Mais uma vez o papel consultivo de profissionais competentes fez a diferença, usando o novo denominador comum que é a IA. Foi mais rápido, foi mais fácil, mas o talento das pessoas, a criatividade impossível de simular, elevou a qualidade da entrega.
Assim como os softwares de edição, as câmeras digitais e a internet, a IA não é um fim, ela é um meio. Para quem sabe usá-la, um acelerador de talentos, um gerador de valor, um facilitador de tarefas. Se a pessoa só sabia recortar e colar, provavelmente ela mudou de ramo quando o Corel chegou. Se o único diferencial do fotógrafo era ter dinheiro pra comprar o equipamento, ele deve ter aberto um restaurante ou uma pousada na praia e passou a usar as câmeras digitais para registrar os momentos com sua família. Se tudo o que a agência oferecia era criatividade pela criatividade, uma epifania da ideia sem embasamento mercadológico, provavelmente ela foi engolida pelo digital.

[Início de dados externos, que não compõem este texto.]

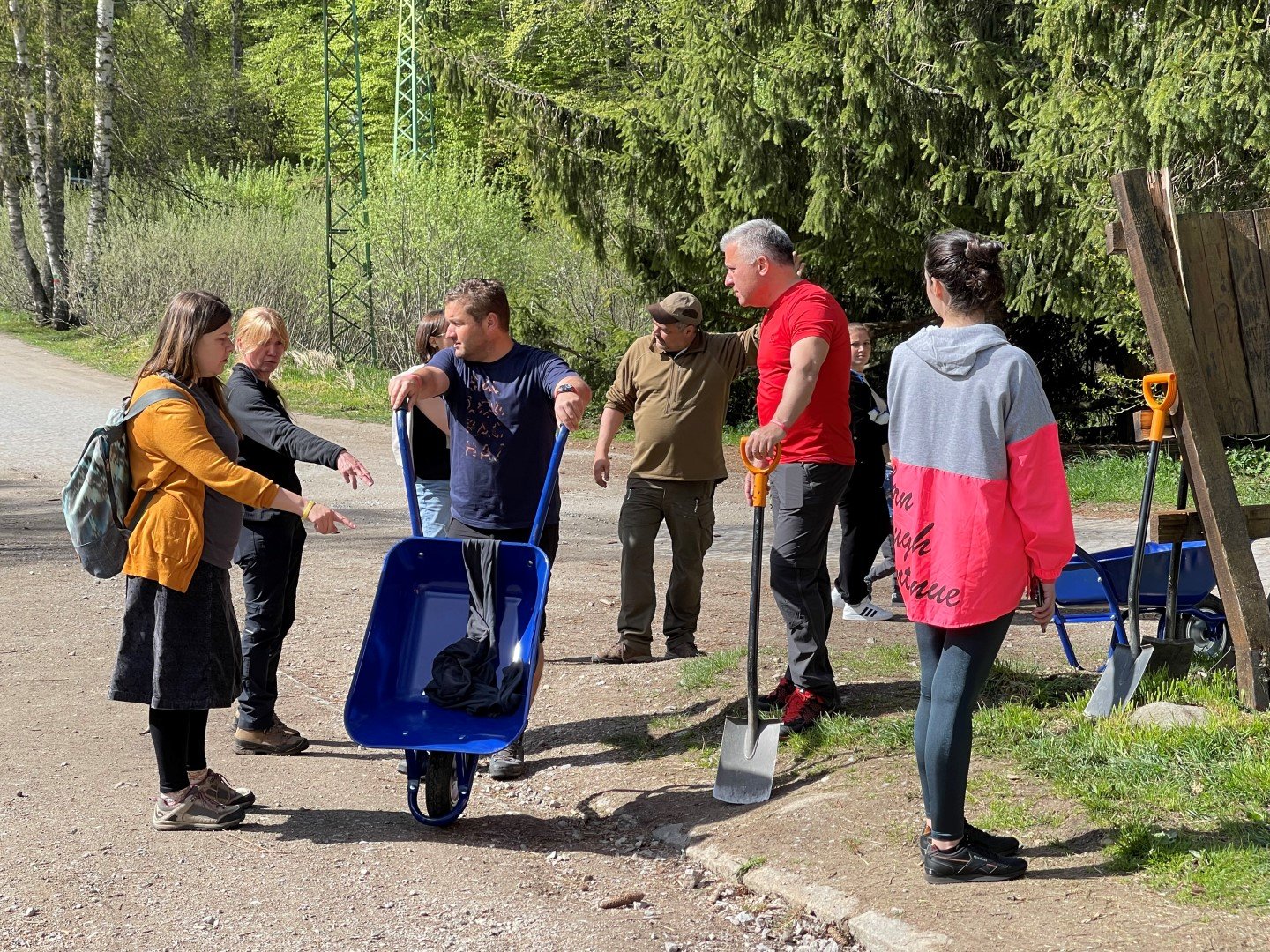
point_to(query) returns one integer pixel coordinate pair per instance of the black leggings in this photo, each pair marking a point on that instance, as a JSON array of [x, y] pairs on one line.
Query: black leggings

Mas quem tem uma visão global do seu trabalho e do mercado usa essas transformações para se diferenciar. Os bons criativos viram em Corel, Photoshop, Illustrator, After Effects, InDesign um trampolim para suas ideias. Muitos limites técnicos e temporais só puderam ser superados com essa evolução da computação. Para o fotógrafo que tem um olhar único, um senso estético diferenciado, as câmeras digitais trouxeram agilidade, segurança e possibilidade de realizar muitos mais trabalhos por dia e entregar muito mais imagens, e valor, para seus clientes. As agências que entenderam a mudança na medição de resultados e no alcance trazidos pelo digital e somaram isso à criatividade embasada, com visão mercadológica, conseguiram conquistar ainda mais a confiança de seus clientes.
Eu acredito na criatividade natural usando a Inteligência Artificial para gerar mais valor. Todo mundo tem acesso a pincel, mas nem todos são capazes de criar obras de arte.
*Thales Zeviani – Sócio-fundador e head of inspiration na Ideatore Americas.